当のあきは、あまり恋愛に興味がないようだった。それだけが救いだった。しかし、
「拾いました」
「元の場所へ返して来なさい!」
あきの隣に並んだ男を見て一喝する。拾ったってなんだ!
「なんだか職を探しているようなのでうちを紹介したのですが。二乃助さん、男の人手が足りないって仰っていたじゃありませんか」
「言ったけども!」
「この人がご主人になるの?」
男というより少年といった方がしっくりくるか。そいつは十八のあきと同じか年下に見えた。
「そうですよ。貴方からも頼んでみなさい」
「うん。ねぇおじさん」
「おじさん!!」
二乃助は雷に打たれた。確かに自分の歳はおじさんと言えるだろう。だがあき曰く、年齢不詳の顔面詐欺は健在だ。あれ、結構ひでーこと言われてんなおれ。とにかく、おれをおじさん呼びした奴はこいつが初めてだった。あまりの衝撃に固まっているとあきが吹き出す様子が目に入った。

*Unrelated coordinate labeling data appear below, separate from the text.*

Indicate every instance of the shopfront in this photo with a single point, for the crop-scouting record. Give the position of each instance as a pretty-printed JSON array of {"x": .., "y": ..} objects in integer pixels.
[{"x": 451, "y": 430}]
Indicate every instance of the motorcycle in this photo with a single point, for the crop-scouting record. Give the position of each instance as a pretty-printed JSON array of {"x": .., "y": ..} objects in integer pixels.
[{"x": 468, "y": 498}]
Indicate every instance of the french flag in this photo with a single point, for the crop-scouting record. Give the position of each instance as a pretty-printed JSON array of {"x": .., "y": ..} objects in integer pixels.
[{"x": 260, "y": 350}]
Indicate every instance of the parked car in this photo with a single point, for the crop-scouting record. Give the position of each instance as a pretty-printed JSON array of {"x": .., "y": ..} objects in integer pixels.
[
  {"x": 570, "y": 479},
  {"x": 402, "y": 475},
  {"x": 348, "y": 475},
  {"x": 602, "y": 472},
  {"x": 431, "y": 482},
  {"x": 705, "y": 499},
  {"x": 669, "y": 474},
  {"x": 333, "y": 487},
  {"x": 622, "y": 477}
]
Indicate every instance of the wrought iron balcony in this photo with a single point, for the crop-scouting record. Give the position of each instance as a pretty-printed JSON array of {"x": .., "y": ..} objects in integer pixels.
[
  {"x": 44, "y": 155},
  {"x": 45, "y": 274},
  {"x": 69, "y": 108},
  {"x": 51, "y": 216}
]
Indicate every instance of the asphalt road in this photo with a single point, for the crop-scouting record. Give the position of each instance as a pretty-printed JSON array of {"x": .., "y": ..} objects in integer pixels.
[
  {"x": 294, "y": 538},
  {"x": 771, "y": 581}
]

「くっ、あははは! おじさん! とうとう言われちゃいましたね!」
「とうとうってなんだ!」
「赤兎は勘がいいのですね」
「おい、そいつの名前、赤兎っつーのか?」
「ええ、いい名前でしょう。私が付けました」
「待て待て待て待て。んな得体の知れねー奴を拾ってくんな」
「俺ただの元忍びだよー。最近お頭が死んじゃったから路頭に迷っちゃってさ。ね、自己紹介したからいいでしょ二乃助」
「色々訊きてぇことが増えたが、まず呼び捨てはやめろ」
「なんでだろ。あんたのこと見た時から気に喰わなくてさー」
「お、れ、の、せ、り、ふ、だ!」
叫んでからゼーゼーと息を整えると、これだからおじさんはと言われた。殺意が湧いた。
「おかしいですね? 赤兎は人懐っこい子の筈なのですが」
「あきさんのことは好きだよ俺!」
「ふふっ、ありがとうございます」
「楼主命令! そいつを直ちに捨てて来い!」
「女将代理命令。お断りです。いいじゃないですか。私だって人手が欲しかったところなんです。それなら赤兎は私付きにします」
「な……!」
「やったー!」
「や、」
(やめろおおおおおおおお!)
叫びながら飛び起きる。正確には意識が浮上したというべきか。
(どうなさったの兄様?)
空は明るく、自分たちにとっては眠る時間帯だ。起こしてわりぃと一言置いて続ける。
(ものすげぇ嫌な夢見ちまった)
(……とても器用ね)
カナが何とも言えない顔をしていた。それはそうだろう。おれだって死んでからも夢を見るとは思わなかったのだから。しかも悪夢だ。
(あいつが余計なこと言いやがるから……!)
赤兎というガキから喧嘩を売られてからどうも落ち着かない。今もあきの傍にあいつがいると思うと腸が煮えくり返りそうだ。実態が無いのにだって? そこは気分だ気分!
(勝手に名前も呼びやがって!)
(誰が誰の!?)
いかん。夢と現実が混濁してきた。
(くっそ、夜しか動けねぇのどうにかならねーのか)
(また無茶を言う人ね。そう言えば兄様、壮碁さんのところにも行ってるでしょ。どうにかして貰えませんかってお願いされたわよ)
(男同士でしか語れねぇこともあんだよ)
(女々しくて困るって言っていたわよ。あ、)
(よーし、今夜はまず壮碁くんから会いに行くとするかー)
(ごめんなさい壮碁さん。口が滑ってしまいましたわ)
その夜、住職のすすり泣く声がしたそうな。